He built his home out on the desert sand.
Just a toothless old fool with a mangy mule beside him,
and a scrap of worthless parchment in his hand.
But Jeremiah says he doesn't mind his neighbors,
'course he's the only living soul for miles around,
With fifty-five years behind him in the Arizona sun,
searchin' out that old Lost Dutchman's claim."

Most of my songs seem autobiographical in that I serve as the obvious protagonist.
I explicitly include the observer, a journalistic as well as an academic sin. Neither journalist nor academic, my songwriting self freely employs the 'I'. This song, though, serves as one of my few exceptions, for this one features a completely fictional character, a grizzled old Prospector named Jeremiah. As with most fictional characters, he resembles nobody living or dead, or so the lawyers advise the attached disclaimer to declare. Also as with most every fictional character, he serves as a reasonably transparent metaphor for whatever any reader might care to ascribe to him. That's on the reader, though, because the author leaves no fingerprints at this crime scene. He makes a clean getaway.

"But Jeremiah will be a rich man one day,
he'll be a wealthy man beyond believin',
he's gonna buy himself a castle in the sky.
Jeremiah will be a rich man one day
He'll be a wealthy man, he's still believin'.
He's gonna keep that faith until the day he dies."


I related to Jeremiah because it occurred even to me that my occupation as a songwriter was very similar to Jeremiah's job. Both were based upon speculation fueled by imagination frothed up to become an all-consuming conviction. I knew when I wrote this song, like Jeremiah claimed, that I would be a rich man one day, beyond believin'. Not quite as much supported my conviction as seemed to support Jeremiah's. He, at least, had tenure in his position and that parchment. When this song visited me, I had barely begun my commitment to my primary delusion. There might be no better state than to feel consumed by some notion nobody else believes in, for it creates a unique universe suited to only the deluded individual, and nothing, certainly no logic or reason, could possibly penetrate the boundary surrounding that delusion. Heaven was not contingent upon Jeremiah finding the Dutchman's motherlode. As unlikely as it might have seemed even to him, Heaven was where he nurtured and pursued his dream, regardless of his unpromising appearing surroundings.

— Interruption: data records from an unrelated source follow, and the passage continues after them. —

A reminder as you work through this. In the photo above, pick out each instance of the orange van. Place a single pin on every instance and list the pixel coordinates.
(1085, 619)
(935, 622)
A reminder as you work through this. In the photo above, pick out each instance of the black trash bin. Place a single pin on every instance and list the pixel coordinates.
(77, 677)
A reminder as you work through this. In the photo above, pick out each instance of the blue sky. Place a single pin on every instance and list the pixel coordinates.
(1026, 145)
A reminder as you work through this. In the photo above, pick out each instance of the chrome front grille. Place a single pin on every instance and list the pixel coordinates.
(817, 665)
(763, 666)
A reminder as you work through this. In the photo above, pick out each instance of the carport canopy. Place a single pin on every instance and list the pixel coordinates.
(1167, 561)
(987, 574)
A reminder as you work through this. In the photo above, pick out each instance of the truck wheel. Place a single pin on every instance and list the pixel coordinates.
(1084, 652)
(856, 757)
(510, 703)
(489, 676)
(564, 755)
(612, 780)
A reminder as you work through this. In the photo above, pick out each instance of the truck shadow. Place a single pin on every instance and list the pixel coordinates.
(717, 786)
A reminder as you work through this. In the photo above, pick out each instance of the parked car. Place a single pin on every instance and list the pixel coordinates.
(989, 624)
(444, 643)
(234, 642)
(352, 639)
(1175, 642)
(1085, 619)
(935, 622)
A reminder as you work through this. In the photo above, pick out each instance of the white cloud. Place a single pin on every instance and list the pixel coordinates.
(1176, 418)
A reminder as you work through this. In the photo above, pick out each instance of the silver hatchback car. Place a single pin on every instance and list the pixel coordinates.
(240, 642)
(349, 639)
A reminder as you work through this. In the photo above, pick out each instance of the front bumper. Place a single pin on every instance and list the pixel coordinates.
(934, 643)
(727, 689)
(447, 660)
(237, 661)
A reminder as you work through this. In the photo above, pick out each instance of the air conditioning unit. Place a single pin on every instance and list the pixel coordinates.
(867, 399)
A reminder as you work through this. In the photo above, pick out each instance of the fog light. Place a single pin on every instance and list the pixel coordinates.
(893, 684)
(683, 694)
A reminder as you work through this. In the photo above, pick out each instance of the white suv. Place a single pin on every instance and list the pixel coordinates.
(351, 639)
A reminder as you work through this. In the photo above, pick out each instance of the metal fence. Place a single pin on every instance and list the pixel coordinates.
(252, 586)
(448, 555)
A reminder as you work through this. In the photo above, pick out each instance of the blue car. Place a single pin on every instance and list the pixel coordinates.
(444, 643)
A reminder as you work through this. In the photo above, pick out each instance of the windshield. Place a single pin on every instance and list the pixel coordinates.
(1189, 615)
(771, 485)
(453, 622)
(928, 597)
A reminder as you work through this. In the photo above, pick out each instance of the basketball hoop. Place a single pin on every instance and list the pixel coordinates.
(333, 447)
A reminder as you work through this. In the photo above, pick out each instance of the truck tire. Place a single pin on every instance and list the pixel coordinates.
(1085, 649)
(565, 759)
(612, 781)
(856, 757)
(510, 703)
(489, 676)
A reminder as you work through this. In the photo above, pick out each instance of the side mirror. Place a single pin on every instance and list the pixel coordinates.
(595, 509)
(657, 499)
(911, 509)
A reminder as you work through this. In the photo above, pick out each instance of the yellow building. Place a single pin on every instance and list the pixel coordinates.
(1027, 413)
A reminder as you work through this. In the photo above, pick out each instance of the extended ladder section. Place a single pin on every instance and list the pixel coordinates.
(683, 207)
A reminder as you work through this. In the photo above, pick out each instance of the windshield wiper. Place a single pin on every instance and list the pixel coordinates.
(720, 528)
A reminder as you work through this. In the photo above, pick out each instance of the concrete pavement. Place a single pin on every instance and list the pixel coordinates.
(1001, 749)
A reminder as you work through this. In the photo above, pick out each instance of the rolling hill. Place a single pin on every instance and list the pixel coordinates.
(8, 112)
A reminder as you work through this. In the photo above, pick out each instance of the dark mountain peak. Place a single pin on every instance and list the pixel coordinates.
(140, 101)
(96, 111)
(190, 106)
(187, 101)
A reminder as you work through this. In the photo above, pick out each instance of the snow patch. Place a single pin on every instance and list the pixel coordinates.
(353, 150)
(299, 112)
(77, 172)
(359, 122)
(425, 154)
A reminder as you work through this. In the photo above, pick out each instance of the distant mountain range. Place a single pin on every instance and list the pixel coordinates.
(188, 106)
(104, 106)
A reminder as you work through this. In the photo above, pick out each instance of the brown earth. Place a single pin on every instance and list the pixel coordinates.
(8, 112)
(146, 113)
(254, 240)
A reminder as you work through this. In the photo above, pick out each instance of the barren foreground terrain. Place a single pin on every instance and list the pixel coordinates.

"Jeremiah hunts down rattlers for the bounty.
He buys his beans and coffee with their hides.
And though he firmly believes in the providence of a Heaven,
while he smiles and says, "Those devils will provide."
And Jeremiah recons that he'll never lose the feeling
that most any day now he's sure to find that lode.
He's gonna buy his mule some pasture
where grass grows sweet and green,
then buy himself the cure for growin' old."


Living such dreams gets unavoidably complicated. Devils usually involve themselves. Compromises erode, but if one remains fortunate, by which I guess I mean, faithful, the motivating force remains behind and propelling forward, or ahead and pulling ever onward. Aspiration nurtures the hungry soul. One comes to live for the next one and then the one after that. Precedent never defines potential. Experience only reinforces conviction, whatever actually happened. Is a man still a prospector if he's been unsuccessfully pursuing his stated purpose for fifty-five years? I find myself, my songwriting self, in almost precisely this position, and I'll contribute an enthusiastic "Yes!" to the question. It was never once about achieving the dream, which might have meant the succession of subsequent dreaming. Dreams come true through dreaming, not by ending. Castles in the sky prove irrelevant in practice. Mules founder in green pastures. Prospectors retire by dying.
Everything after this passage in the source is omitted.